Led by Deputy Senate President, Dr. Ike Ekweremadu and the President-General of Ohanaeze Ndigbo, the Igbo socio-cultural group, John Nnia Nwodo, these eminent Igbo delegation who met with President Muhammadu Buhari in Aso Rock yesterday openly told him that his government has perpetually marginalised the South-east region. Recall that this government has carefully excluded the South-Eastern states from the ongoing revival of the railways across the country. The dredging of the River Niger has remained a political jargon and the second lane of the Niger Bridge also remain a political theory.
Aside from that, the same Buhari government that does not want the rail line to get to any eastern state is planning to link Nigeria the Niger Republic by rail. In Buhari’s government, aside from South-Easterners that won election on their merit, key appointments in the Army, Navy, Air force, Police, Customs, Immigration and a host of others excluded the South-Eastern states. The Igbo delegation comprising governors and deputy governors from five states of the zone, National Assembly leaders and ministers from the South-east, urged the President to address their plight, during the meeting held behind closed door.
Chief Nwodo who spoke with the media after the interface said the group had a blunt and fruitful discussion with the President. According to him, successive governments had abandoned infrastructural developments in the region, resulting in what he described as infrastructure deficit. He said the emergence of the Independent People of Biafra (IPOB), which has been campaigning for the secession of the South-east from Nigeria was a product of the region’s marginalisation.
Nwodo listed issues they tabled before the President to include cases of abandoned major roads such as Enugu-Onitsha, Enugu-Port Harcourt, Aba-Ikot Ekpene roads, in the region, which he said were no longer motorable. He also said the delegation called the President’s attention to infrastructure decay in the main airport in South-east, Akanu Ibiam International Airport in Enugu as well as the need to dredge the River Niger, reticulate gas pipelines in South-east and devolve powers to the states.

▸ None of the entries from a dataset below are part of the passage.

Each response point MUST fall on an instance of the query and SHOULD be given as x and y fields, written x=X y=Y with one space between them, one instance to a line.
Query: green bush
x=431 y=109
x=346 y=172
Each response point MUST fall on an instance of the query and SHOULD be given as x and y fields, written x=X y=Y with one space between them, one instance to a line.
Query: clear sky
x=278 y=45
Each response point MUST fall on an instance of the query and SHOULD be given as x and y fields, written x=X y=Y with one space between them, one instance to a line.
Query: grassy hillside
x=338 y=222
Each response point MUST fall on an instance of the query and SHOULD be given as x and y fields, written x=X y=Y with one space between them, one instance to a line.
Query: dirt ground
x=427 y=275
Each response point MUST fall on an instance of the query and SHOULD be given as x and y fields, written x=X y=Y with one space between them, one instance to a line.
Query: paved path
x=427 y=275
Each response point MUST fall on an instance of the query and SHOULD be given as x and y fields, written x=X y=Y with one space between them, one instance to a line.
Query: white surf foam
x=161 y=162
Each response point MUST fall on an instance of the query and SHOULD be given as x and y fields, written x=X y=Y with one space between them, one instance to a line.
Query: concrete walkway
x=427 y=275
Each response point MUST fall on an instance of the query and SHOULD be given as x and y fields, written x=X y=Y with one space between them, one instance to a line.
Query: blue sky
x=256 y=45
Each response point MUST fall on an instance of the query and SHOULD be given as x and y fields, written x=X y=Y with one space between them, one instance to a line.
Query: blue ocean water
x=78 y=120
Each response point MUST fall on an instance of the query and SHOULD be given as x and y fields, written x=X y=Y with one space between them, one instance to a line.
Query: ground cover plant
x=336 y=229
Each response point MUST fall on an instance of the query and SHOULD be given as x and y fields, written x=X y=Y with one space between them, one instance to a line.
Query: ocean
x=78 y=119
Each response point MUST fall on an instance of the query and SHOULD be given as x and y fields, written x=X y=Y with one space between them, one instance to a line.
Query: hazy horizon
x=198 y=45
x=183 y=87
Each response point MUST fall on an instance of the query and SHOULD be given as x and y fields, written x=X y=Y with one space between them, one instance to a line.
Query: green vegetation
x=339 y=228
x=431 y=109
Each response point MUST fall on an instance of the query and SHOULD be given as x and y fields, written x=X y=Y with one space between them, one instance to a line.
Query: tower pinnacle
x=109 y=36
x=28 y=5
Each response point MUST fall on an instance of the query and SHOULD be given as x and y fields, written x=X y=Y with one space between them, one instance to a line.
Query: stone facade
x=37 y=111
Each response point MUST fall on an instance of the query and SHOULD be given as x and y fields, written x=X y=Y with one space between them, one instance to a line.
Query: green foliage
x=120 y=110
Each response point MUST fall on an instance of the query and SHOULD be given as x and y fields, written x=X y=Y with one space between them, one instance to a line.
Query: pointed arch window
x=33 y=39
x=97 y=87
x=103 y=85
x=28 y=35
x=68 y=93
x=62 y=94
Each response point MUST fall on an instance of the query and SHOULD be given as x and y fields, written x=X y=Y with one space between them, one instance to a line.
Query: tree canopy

According to him, President Buhari who could not deny these facts in his response, however requested for time to comprehensively examine their complaints. Nwodo said Buhari was frank in his expressions and they had no reason to doubt him. Mr. Femi Adesina, the spokesperson for Buhari who issued a ststement at the end of the meeting said the President told the delegation that he came to government with clear conscience, pledging that a substantial part of counterpart funding from the Chinese government would be deployed to fund infrastructural deficit in the region.
Those who attended the meeting aside from Ekweremadu and Nwodo were: Chairman of the South-east caucus in the National Assembly, Senator Enyinnaya Abaribe, Governors of Enugu State, Ifeanyi Ugwuanyi, his Abia and Ebonyi States counterparts, Dr. Okezie Ikpeazu and Dave Umahi while the governors of Imo and Anambra States, Rochas Okorocha and Willie Obiano, were represented by their respective deputies, Eze Madumere and Dr. Ikem Okeke. Others were Ministers of Trade and Investment, Dr. Okechukwu Enelamah, Minister of Science and Technology, Dr. Ogbonaya Onu, Minister of Labour, Dr. Chris Ngige and Minister of Foreign Affairs, Geofrrey Onyema. It was not surprising that Okorocha avoided the meeting because of his anti-Igbo agenda.